Je vous en prie ne fuyez pas, prenez le temps de vous attarder un instant sur cette modeste critique d’un film que vous pourriez juger à tort. C’est vrai qu’à première vue, il semble tout avoir du film d’auteur venu d’un pays peu réputé pour ses blocks-busters, dont on se dit qu’il parle peut-être de sujets bien importants mais d’une manière bien pénible pour les paupières. Que nenni mes amis, j’ai failli faire la même erreur et passer à côté de ce petit bijou touchant, stressant et dépaysant, travaillant un noir et blanc de toute beauté et un sujet qui parlera à tous à la simple évocation d’un nom : Sous-commandant Marcos.

Non ce film n’est pas sa biographie et ne parle même pas de lui, mais il aborde de manière frontale dès son prologue la question des paysans mexicains, de leur lutte pour leur terre contre l’état fédéral et leur rébellion contre le pouvoir en place.

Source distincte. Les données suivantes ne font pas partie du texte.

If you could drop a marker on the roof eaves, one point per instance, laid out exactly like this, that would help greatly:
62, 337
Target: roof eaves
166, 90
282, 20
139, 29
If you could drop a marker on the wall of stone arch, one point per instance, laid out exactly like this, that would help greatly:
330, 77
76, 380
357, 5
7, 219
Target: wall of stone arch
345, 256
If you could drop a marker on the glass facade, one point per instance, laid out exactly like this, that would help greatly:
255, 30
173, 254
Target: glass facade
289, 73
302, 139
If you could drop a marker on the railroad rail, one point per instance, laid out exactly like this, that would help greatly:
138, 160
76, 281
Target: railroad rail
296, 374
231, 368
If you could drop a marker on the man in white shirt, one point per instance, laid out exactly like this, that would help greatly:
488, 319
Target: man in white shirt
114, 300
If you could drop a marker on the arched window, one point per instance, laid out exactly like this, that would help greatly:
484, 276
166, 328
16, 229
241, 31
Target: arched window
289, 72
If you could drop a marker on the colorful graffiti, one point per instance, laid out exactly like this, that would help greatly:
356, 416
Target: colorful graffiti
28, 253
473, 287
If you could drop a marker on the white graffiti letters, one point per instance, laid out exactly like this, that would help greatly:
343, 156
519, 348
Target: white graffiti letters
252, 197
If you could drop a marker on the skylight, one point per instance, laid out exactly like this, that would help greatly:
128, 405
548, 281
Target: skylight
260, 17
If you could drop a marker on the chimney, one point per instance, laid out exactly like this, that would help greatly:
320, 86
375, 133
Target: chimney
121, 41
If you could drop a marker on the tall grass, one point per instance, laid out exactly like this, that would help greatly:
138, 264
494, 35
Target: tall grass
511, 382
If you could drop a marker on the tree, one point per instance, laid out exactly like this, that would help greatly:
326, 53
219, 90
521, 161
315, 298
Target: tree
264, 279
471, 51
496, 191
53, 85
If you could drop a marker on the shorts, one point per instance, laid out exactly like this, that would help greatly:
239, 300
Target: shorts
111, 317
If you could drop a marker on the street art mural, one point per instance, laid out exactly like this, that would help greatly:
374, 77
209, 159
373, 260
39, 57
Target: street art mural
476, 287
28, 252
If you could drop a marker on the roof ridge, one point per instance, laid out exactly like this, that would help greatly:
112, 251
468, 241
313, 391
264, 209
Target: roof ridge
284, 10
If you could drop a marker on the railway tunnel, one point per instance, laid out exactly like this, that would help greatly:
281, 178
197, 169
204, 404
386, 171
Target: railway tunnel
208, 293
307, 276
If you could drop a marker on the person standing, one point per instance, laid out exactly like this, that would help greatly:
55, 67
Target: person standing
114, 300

Don Plutarco, homme âgé, est aujourd’hui paysan et violoniste pour arrondir de perpétuelles fins de mois. Dès le début des années 70, il s’est fait rebelle contre le gouvernement pour aider à sortir les paysans de leur condition et, s’il n’a rien perdu de son militantisme, il préfère aujourd’hui passer la main de l’action armée aux plus jeunes, à son fils devenu un des chefs de la rébellion. Mais leur village est alors attaqué, la plupart des habitants fuit dans les montagnes, laissant tout un stock de munitions enfouit dans le champ de Don Plutarco, qui va ruser avec les soldats pour les récupérer à leur nez et à leur barbe.

Toute cette partie du film est pleine d’une tension permanente, Don Plutarco prenant des risques énormes avec des soldats dont on se demande sans cesse s’ils se laissent vraiment berner par son air de ne papy toucher. Il y a aussi de belles surprises, lorsque par exemple un soldat lui offre un taco pour la route. L’intrigue est bien tenue en fait, du début s’attardant sur la condition de ces paysans obligés de mendier en plus de travailler leur terre, en passant par leur activités militantes, pour finir sur ces soldats mexicains, durs et sans aucun ménagements pour eux. Le film s’achevant sur une image mêlant le fatalisme à l’espoir.

Beau oui, ce film l’est sans aucun doute, un cinéma venu d’ailleurs mais qui sait à merveille s’approprier les codes qui font plonger dans l’histoire n’importe qui. L’intrigue est éminemment politique et laisse songeur sur l’exercice de la démocratie qui se pratique là-bas, les dernières élections étant soupçonnées de fraude. Les acteurs ne sont pas des stars internationales mais n’ont rien à leur envier, Ángel Tavira Maldonado traine son air de grand-père docile un peu ahuri, il est juste formidable et son duel menteur-menteur avec l’officier est un grand moment. Il reste surprenant de voir à quel point le cinéma peut alors être universel et qu’une culture peut, à travers lui, toucher toutes les autres…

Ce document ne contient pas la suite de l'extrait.